Feet to the Fire

I find myself in the strange position of defending President Obama's current negotiation approach on the austerity bomb while at the same time having to defend my criticism of his negotiating style in the past. It is strange to me because I believe the President has changed his approach to political bargaining - a change I believe began in August 2011 (see, e.g., How Occupy Defined the Election.) This appears to be a widespread view now - see the NYTimes' article Criticized as Weak in Past Talks, Obama Takes Harder Line.

I think I should applaud this change (even when Tim Geithner, someone I have been harshly critical of, is the chosen messenger.)

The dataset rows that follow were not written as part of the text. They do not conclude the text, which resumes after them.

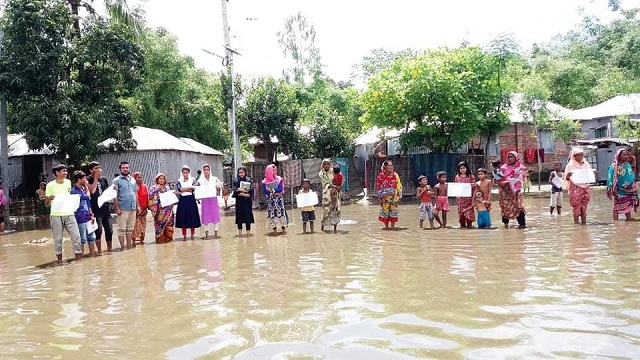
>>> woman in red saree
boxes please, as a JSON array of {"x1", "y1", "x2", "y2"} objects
[
  {"x1": 376, "y1": 160, "x2": 402, "y2": 229},
  {"x1": 498, "y1": 151, "x2": 527, "y2": 229},
  {"x1": 455, "y1": 161, "x2": 476, "y2": 229}
]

So what do I make of Glenn Greenwald's column today mocking progressive pundits moving to be "constructively critical" of President Obama? My own view is Glenn, who I consider a friend, is better off making his substantive critiques of the Obama Administration instead of keeping tabs on how MSNBC and The Nation are doing. More on the flip.

Regular readers know about my insistence on the need for Madman Political Bargaining in the face of the current Republican Party. And it gives me great satisfaction to see President Obama in fact adopt such an approach on the austerity bomb/fiscal cliff - see White House willing to go over fiscal cliff if absolutely necessary.

Frankly, I personally have had little to complain about in the past year from the President and his team, and this includes his austerity bomb/fiscal cliff proposal and the negotiation approach they have taken so far.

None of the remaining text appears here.